Where in following we will use $log(x_t)-log(x)=(\tilde x_t)$, which can be interpreted as the percentage deviation of the steady state. Fortunately we do not explicitly have to apply a Taylor series expansion, which could be referred to as the Bruce Force method.

The more elegant method which allows us to circumvent the Taylor series approach is that we approximate

(5) $(\tilde x_{t} )= x e^{(\tilde x_{t} )} \approx x(1+\tilde x_{t} )$

(6) $(\tilde x_{t}) \approx x(1+\tilde x_{t})$

Knowing that $(\tilde x_{t} )$ can be approximated with $x(1+\tilde x_{t})$, the whole linearization process follows an easy recipe:

1) Replace any variable as $(\tilde x_{t} )$ with  $(\tilde x_{t} ) =xe^{(\tilde x_{t}) }$

2) Multiply everything out and simplify as much as possible

3) Approximate $xe^{(\tilde x_t)}\approx x(1+\tilde x_{t})$

Note that $(\tilde x_{t} )*(\tilde y_{t} )\approx 0$ and consequently cancels out.

For a deeper understanding of what we are actually going, we are now applying the theoretical description from above on the following equation (7)

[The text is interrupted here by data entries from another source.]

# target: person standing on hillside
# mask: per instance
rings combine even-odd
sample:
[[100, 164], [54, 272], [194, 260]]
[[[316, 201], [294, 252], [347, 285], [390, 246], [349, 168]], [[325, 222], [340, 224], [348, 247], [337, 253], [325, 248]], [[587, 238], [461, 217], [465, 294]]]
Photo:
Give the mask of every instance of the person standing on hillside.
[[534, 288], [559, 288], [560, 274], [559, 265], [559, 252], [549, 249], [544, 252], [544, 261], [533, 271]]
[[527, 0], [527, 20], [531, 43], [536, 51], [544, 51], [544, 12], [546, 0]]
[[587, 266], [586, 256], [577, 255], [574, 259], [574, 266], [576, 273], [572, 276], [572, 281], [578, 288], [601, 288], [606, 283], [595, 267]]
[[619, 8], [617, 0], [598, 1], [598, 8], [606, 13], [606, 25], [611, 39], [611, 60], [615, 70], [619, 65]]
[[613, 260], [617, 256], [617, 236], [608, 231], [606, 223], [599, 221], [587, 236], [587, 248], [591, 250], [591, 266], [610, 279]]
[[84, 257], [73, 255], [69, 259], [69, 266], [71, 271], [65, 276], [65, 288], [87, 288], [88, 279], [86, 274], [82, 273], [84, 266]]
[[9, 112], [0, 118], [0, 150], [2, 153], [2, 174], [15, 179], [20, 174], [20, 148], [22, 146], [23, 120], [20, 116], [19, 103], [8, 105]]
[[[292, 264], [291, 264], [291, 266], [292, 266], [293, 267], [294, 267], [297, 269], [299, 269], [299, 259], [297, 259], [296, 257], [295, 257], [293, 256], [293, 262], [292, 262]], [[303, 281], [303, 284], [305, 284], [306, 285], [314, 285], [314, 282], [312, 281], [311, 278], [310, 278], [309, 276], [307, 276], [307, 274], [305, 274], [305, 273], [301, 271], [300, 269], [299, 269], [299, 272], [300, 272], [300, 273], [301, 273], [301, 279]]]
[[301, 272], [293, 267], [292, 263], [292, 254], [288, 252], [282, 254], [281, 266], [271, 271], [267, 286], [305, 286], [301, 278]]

(7) $y_t=z_t k_t^{\alpha} n_t^{1-\alpha}$

1) Replace any variable with $\tilde x_{t}$ as $\tilde x_{t} = xe^{(\tilde x_t )}$

(8) $ye^{\tilde y_{t}}=ze^{\tilde z_{t}} (ke^{\tilde k_t})^{\alpha} (ne^{\tilde n_t})^{(1-\alpha)}$

2) Multiply everything out and simplify as much as possible gives us

(9) $ye^{\tilde y_{t}}=ze^{\tilde z_{t}} k^{\alpha} e^{\alpha \tilde k_t} n^{1-\alpha} e^{(1-\alpha)\tilde n_t}$

From (7) follows that the steady state relation is $y=zk^\alpha n^{(1-\alpha)}$, consequently it cancels out in (9) and we end up with

(10) $e^{\tilde y_t}=e^{\tilde z_t} e^{\alpha \tilde k_t} e^{(1- \alpha)\tilde n_t}$

3) Approximate $xe^{x_t}\approx x(1+\tilde x_t)$ or $e^{x_t}\approx(1+\tilde x_t)$

(11) $1+\tilde y_t \approx (1+\tilde z_t)(1+\alpha \tilde k_t)(1+(1-\alpha)\tilde n_t)$

(12) $1+\tilde y_t \approx(1+\tilde z_t+\alpha \tilde k_t+\tilde z_t\alpha \tilde k_t)(1+(1-\alpha) \tilde n_t )$

(13) $1+\tilde y_t \approx(1+\tilde z_t+\alpha \tilde k_t)(1+(1-\alpha) \tilde n_t )$

(14) $1+\tilde y_t \approx(1+\tilde z_t+\alpha \tilde k_t+\tilde n_t+\tilde z_t\tilde n_t+\alpha \tilde k_t\tilde n_t+(1-\alpha) \tilde n_t + (1-\alpha) \tilde z_t\tilde n_t+(1-\alpha)\alpha \tilde k_t\tilde n_t)$

(15) $1+\tilde y_t \approx (1+\tilde z_t+\alpha\tilde k_t+(1-\alpha) \tilde n_t)$

(16) $\tilde y_t \approx \tilde z_t+\alpha\tilde k_t+(1-\alpha) \tilde n_t$

Where (16) is the approximation for (7).